- departure delay by city
# read in dataset
library(plotly)
## Loading required package: ggplot2
##
## Attaching package: 'plotly'
## The following object is masked from 'package:ggplot2':
##
## last_plot
## The following object is masked from 'package:stats':
##
## filter
## The following object is masked from 'package:graphics':
##
## layout
packageVersion('plotly')
## [1] '4.8.0'
library(dplyr)
##
## Attaching package: 'dplyr'
## The following objects are masked from 'package:stats':
##
## filter, lag
## The following objects are masked from 'package:base':
##
## intersect, setdiff, setequal, union
df <- read.csv("C:/Users/ziwan/Desktop/2018 Fall Courses/BST 260/Project/201701.csv")
# calculate mean departure delay minutes by city
city_delay <- df %>%
group_by(ORIGIN_CITY_NAME) %>%
summarize(mean_delay = mean(DEP_DELAY_NEW, na.rm = TRUE))
library(splitstackshape)
city_delay <- cSplit(city_delay, "ORIGIN_CITY_NAME", sep=",")
city_delay <- city_delay %>% mutate(name = ORIGIN_CITY_NAME_1)
# add the coordination of cities
coordinate <- read.csv('https://raw.githubusercontent.com/plotly/datasets/master/2014_us_cities.csv')
city_delay <- city_delay %>% mutate(name = trimws(as.character(name)))
coordinate <- coordinate %>% mutate(name = trimws(as.character(name)))
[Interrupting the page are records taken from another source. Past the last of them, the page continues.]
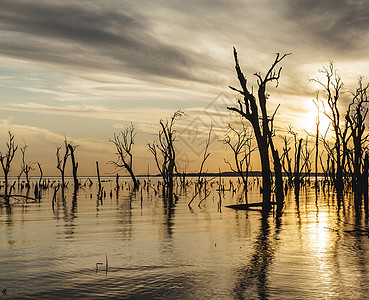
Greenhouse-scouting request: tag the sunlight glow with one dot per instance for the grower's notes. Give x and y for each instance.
(308, 122)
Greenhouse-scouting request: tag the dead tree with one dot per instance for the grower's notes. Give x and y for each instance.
(332, 87)
(204, 158)
(6, 159)
(317, 104)
(61, 162)
(26, 167)
(262, 123)
(355, 117)
(74, 165)
(295, 163)
(164, 152)
(123, 143)
(240, 142)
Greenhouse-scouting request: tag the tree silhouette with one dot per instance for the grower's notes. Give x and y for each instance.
(261, 123)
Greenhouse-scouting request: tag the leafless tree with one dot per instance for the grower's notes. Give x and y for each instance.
(204, 158)
(240, 142)
(164, 152)
(296, 161)
(355, 117)
(26, 167)
(5, 160)
(262, 124)
(123, 143)
(72, 150)
(62, 161)
(332, 86)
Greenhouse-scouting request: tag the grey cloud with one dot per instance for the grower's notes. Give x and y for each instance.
(341, 25)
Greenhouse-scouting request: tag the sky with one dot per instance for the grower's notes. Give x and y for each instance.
(83, 70)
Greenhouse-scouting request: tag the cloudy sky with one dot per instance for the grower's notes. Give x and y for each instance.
(85, 69)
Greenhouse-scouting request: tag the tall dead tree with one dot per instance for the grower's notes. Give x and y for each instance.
(123, 143)
(355, 117)
(332, 86)
(206, 155)
(262, 123)
(5, 160)
(164, 152)
(74, 165)
(317, 123)
(61, 161)
(240, 142)
(26, 167)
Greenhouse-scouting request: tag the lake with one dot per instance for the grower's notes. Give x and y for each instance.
(134, 245)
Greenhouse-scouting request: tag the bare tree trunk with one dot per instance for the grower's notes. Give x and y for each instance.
(74, 166)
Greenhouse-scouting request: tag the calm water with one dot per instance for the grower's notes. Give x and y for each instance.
(315, 250)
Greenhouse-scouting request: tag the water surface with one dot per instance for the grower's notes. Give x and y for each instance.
(316, 249)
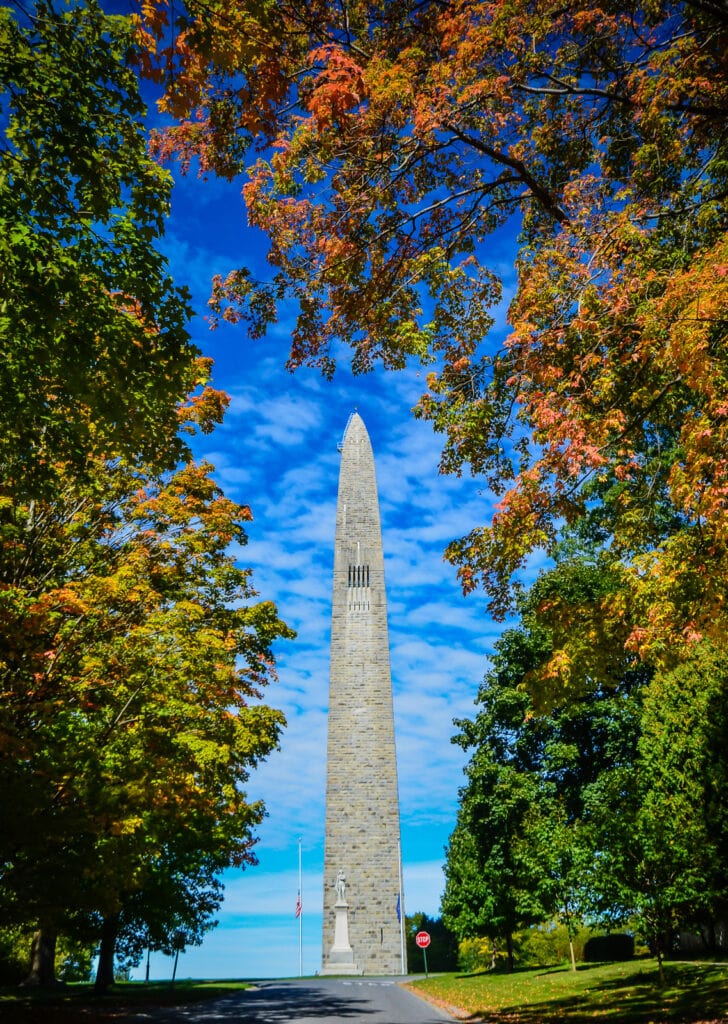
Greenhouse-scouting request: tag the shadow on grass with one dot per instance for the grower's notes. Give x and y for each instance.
(692, 994)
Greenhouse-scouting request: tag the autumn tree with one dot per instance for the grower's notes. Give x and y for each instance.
(393, 140)
(526, 840)
(133, 657)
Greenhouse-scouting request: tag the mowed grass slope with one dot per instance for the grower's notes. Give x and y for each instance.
(628, 993)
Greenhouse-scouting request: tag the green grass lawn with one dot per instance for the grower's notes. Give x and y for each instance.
(627, 993)
(78, 1005)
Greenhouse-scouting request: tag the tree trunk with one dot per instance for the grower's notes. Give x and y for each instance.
(104, 971)
(42, 960)
(509, 948)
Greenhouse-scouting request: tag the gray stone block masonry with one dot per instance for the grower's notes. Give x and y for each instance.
(361, 799)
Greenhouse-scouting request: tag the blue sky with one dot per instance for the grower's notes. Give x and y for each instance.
(277, 453)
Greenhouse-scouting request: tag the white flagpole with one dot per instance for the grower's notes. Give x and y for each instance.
(401, 906)
(300, 916)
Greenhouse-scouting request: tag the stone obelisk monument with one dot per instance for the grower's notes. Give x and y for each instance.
(362, 899)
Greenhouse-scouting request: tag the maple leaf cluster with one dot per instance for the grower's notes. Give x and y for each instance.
(396, 138)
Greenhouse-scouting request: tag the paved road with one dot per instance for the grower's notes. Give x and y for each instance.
(323, 1000)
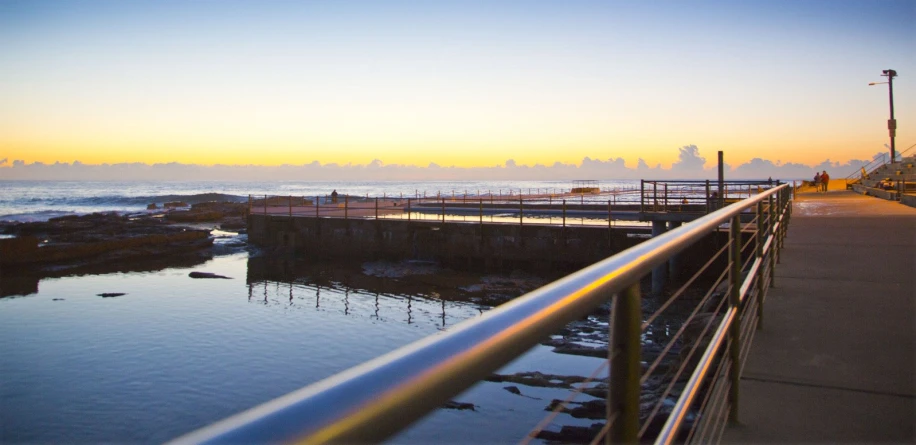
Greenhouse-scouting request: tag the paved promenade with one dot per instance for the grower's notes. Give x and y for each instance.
(836, 359)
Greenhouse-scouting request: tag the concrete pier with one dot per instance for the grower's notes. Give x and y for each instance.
(836, 358)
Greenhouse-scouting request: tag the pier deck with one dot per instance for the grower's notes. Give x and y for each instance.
(836, 358)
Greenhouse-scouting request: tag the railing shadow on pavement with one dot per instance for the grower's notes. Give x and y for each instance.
(379, 398)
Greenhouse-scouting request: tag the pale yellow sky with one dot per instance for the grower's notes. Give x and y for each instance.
(452, 85)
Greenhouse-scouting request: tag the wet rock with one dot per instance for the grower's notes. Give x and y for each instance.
(461, 406)
(233, 223)
(537, 379)
(592, 409)
(572, 434)
(207, 275)
(97, 238)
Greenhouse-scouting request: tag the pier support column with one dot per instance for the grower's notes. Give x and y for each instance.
(660, 273)
(674, 264)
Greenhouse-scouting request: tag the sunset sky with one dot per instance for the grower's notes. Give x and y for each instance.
(461, 83)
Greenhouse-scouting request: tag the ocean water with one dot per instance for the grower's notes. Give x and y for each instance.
(23, 201)
(175, 354)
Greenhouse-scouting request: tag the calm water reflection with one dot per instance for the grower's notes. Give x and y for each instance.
(176, 353)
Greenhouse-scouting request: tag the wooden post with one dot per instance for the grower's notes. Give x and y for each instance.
(761, 276)
(734, 331)
(624, 351)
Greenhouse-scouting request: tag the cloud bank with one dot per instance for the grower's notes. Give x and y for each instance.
(690, 165)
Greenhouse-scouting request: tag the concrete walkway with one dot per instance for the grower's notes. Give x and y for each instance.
(836, 358)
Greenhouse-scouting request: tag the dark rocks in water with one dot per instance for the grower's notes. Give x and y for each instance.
(206, 275)
(213, 211)
(97, 238)
(461, 406)
(234, 223)
(592, 409)
(194, 216)
(537, 379)
(572, 434)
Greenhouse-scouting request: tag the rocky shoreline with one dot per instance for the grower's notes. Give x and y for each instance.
(181, 236)
(111, 242)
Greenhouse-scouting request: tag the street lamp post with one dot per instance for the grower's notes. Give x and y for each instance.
(891, 123)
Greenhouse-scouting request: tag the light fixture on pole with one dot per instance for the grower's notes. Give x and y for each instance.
(891, 123)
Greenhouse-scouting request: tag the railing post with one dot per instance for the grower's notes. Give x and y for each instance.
(778, 240)
(761, 278)
(624, 354)
(734, 331)
(642, 195)
(771, 235)
(609, 229)
(708, 198)
(655, 196)
(665, 205)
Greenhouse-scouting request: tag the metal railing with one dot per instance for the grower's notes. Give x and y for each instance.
(687, 195)
(375, 400)
(560, 209)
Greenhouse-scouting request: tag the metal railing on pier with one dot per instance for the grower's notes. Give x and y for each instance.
(695, 196)
(379, 398)
(562, 209)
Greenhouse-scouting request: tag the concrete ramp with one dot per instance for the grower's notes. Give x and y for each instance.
(836, 358)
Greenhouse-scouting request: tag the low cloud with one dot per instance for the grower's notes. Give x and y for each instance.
(691, 164)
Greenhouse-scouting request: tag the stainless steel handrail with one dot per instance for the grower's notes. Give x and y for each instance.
(375, 400)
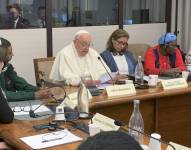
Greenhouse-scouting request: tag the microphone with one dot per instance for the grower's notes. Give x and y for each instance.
(123, 125)
(99, 58)
(32, 112)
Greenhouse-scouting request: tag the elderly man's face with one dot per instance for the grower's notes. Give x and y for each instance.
(171, 47)
(82, 44)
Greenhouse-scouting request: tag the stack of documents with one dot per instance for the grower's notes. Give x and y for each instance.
(50, 139)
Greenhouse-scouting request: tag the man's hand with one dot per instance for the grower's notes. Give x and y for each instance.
(43, 94)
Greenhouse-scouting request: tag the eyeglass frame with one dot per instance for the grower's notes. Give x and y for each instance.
(84, 44)
(121, 43)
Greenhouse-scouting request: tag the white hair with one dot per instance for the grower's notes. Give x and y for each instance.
(80, 32)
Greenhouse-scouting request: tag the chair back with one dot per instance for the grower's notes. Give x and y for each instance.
(42, 68)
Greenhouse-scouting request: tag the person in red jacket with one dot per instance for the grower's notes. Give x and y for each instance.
(164, 59)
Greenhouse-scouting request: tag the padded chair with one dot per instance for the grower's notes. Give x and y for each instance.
(138, 49)
(42, 68)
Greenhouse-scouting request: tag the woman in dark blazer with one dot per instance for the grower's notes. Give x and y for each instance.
(117, 56)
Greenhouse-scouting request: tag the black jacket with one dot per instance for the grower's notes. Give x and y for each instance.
(6, 114)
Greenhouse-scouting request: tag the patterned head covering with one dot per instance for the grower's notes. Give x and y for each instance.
(167, 38)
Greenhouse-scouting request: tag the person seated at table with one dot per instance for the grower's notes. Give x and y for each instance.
(6, 114)
(14, 18)
(76, 60)
(15, 87)
(116, 56)
(164, 59)
(110, 140)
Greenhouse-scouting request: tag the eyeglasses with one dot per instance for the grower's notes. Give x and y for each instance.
(84, 44)
(54, 136)
(121, 43)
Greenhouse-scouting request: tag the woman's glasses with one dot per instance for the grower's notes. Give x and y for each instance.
(121, 43)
merged_city_delay <- left_join(city_delay,coordinate, by='name')
merged_city_delay <- merged_city_delay %>%
group_by(name) %>%
summarize(mean_delay = mean(mean_delay, na.rm = TRUE), lat = mean(lat), lon = mean(lon))
# draw the plot by cities
merged_city_delay$q <- with(merged_city_delay, cut(mean_delay, quantile(mean_delay)))
levels(merged_city_delay$q) <- paste(c("1st", "2nd", "3rd", "4th", "5th"), "Quantile")
merged_city_delay$q <- as.ordered((merged_city_delay$q))
g <- list(
scope = 'usa',
projection = list(type = 'albers usa'),
showland = TRUE,
landcolor = toRGB("gray85"),
subunitwidth = 1,
countrywidth = 1,
subunitcolor = toRGB("white"),
countrycolor = toRGB("white")
)
p <- plot_geo(merged_city_delay, locationmode = 'USA-states', sizes = c(1, 250)) %>%
add_markers(
x = ~lon, y = ~lat, size = ~mean_delay, color = ~q, hoverinfo = "text",
text = ~paste(merged_city_delay$name, "<br />", merged_city_delay$mean_delay, "minutes")
) %>%
layout(title = '2017 January average departure delay (minutes) by city', geo = g)
p
## Warning: Ignoring 92 observations
## Warning: `line.width` does not currently support multiple values.
## Warning: `line.width` does not currently support multiple values.
## Warning: `line.width` does not currently support multiple values.
## Warning: `line.width` does not currently support multiple values.
- arrival delay by city
# calculate mean departure delay minutes by city
city_delay <- df %>%
group_by(DEST_CITY_NAME) %>%
summarize(mean_delay = mean(ARR_DELAY_NEW, na.rm = TRUE))
library(splitstackshape)
city_delay <- cSplit(city_delay, "DEST_CITY_NAME", sep=",")
city_delay <- city_delay %>% mutate(name = DEST_CITY_NAME_1)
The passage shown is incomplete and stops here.